OK! Now Prove It
Congratulations to Phong Quach of Debney
Park Secondary College, Tomas from Malmesbury School, Sunil Ghosh
from the Royal Grammar School, Guildford, Chor Kiang Tan, Vassil
from Lawnswood High School, Tom from Madras College, Adam from King
James's School, Knaresborough, Alex from King Edward and Queen Mary
School, Lytham and Andaleeb from Woodhouse Sixth Form College,
London who all proved this result using mathematical induction.
Congratulations also to Daniel, and Alex, also to Mark and Eduardo
from the British School of Manila and to Michael and Sue of Madras
College and Yiwen of the Chines High School, Singapore for their
alternative method using the standard formulae .
First the method using the standard formulae: $$\sum_{i=1}^n i =
{1\over 2}n(n + 1)\quad {\rm and} \ \sum_{i=1}^n i^2 = {1\over
6}n(n + 1)(2n + 1).$$
We conjecture that $$\sum _{i=1}^n (2i - 1)^2 = {1 \over 6}(2n
-1)2n(2n+1).$$ Consider \begin{eqnarray} \\ \sum_{i=1}^n(2i - 1)^2
&=& 4 \sum_{i=1}^n i^2 - 4\sum_{i=1}^n i + \sum_{i=1}^n 1
\\ &=& 4\left(\frac{1}{6}n(n + 1)(2n + 1)\right ) -
4\left({1\over 2}n(n + 1)\right) + n \\ &=&
\frac{1}{6}(2n)(4n^2 + 6n + 2 - 6n - 6 + 3) \\ &=&
\frac{1}{6}(2n)(4n^2 - 1) \\ &=& \frac{1}{6}(2n)(2n - 1)(2n
+ 1) \end{eqnarray}
The second method uses mathematical induction.

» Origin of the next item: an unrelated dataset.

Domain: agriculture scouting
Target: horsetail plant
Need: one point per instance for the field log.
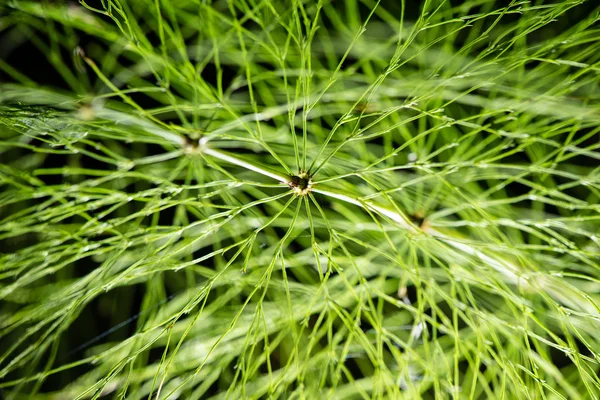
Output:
(299, 199)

The formulae given in the question are easily verified showing that
the conjecture is true for $n = 1, 2$ and $3$.
Suppose that the conjecture is true for $n = k$. Then $$1^2 + 3^2 +
... + (2k - 1)^2 = {(2k - 1)(2k)(2k + 1)\over 6}\quad (1)$$ Adding
one more term we get \begin{eqnarray} \\ 1^2 + 3^2 + ... + (2k - 1
)^2 + (2k + 1 )^2 &=& \frac{(2k - 1)(2k)(2k + 1)}{6} + (2k
+ 1)^2 \\ &=& \frac{(2k - 1)(2k)(2k + 1) + 6(2k + 1)^2}{6}
\\ &=& \frac{(2k + 1)(4k^2 + 10k + 6)}{6} \\ &=&
\frac{(2k + 1)(2k + 2)(2k + 3)}{6}. \end{eqnarray} This is
essentially the same as (1) but here $k$ is replaced by $k + 1$.
Thus if the conjecture is true for $n = k$, it is also true for $n
= k + 1$.
Thus by the axiom of induction $$1^2 + 3^2 + ... + (2n - 1)^2 =
{(2n - 1)(2n)(2n + 1)\over 6}.$$